006.332. The Girl Who Circumnavigated Fairyland in a Ship of Her Own Making.H. F. Weckweet, 1923. Gleiss & Schafandre: New York.

She had taken it seriously. Even then she had not known another method of doing things. The book was on the seventh floor and she had walked the steps, every one, knowing that this was the only proper way to proceed to her place in the universe—an elevator is cheating. The book was small, in a brown leather cover embossed faintly with a little girl standing naked on a raft, straight as a mast, her stance determined, holding up her dress as a sail. It was, at the time, the oldest thing she had ever seen.

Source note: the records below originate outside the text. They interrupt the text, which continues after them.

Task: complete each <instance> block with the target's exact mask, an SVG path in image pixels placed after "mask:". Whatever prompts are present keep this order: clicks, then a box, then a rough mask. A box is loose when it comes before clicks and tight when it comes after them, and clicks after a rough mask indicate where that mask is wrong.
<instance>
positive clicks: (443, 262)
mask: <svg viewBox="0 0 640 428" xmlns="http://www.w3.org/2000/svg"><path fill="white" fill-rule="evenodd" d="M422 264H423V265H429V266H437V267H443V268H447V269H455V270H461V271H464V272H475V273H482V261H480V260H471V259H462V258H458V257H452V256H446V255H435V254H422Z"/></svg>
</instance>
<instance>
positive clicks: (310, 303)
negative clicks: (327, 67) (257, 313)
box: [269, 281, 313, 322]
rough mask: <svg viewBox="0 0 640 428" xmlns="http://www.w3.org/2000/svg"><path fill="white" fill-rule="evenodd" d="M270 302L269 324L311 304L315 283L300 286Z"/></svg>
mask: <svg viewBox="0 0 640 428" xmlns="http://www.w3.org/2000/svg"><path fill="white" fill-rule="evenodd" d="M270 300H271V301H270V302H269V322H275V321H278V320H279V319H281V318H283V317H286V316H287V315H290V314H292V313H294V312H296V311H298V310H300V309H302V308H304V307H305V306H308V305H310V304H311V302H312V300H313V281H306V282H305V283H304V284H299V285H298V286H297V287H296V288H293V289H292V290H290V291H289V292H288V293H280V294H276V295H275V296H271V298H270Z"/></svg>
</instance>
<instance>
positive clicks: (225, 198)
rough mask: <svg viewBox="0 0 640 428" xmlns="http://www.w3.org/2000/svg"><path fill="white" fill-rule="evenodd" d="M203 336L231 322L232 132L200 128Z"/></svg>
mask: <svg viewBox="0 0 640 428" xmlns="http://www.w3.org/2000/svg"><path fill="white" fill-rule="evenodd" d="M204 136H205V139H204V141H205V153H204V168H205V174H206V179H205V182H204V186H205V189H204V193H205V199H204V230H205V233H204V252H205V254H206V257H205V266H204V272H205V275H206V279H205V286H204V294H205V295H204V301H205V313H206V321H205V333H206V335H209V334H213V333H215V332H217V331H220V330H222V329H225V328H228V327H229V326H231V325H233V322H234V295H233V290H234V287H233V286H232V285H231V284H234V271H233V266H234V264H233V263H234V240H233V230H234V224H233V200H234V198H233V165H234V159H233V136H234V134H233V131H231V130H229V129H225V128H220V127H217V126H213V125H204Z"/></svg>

November had read it exactly two hundred and seventeen times, not counting unfinished perusals, since that day. It was, in fact, a long series of novels for children, but November did not care for the others: her father had not pulled them from the great catalogue and called them hers. She had not climbed seven flights of stairs for them. She had spent her birthday this year, her thirty-first, reading it cover to cover, dawn to dawn. The girl in the book was named September, and she had known that this was meant for her, a message from Hortense Francis Weckweet and her father. Perhaps if the girl had not been called September, November would not have read it two hundred and seventeen times.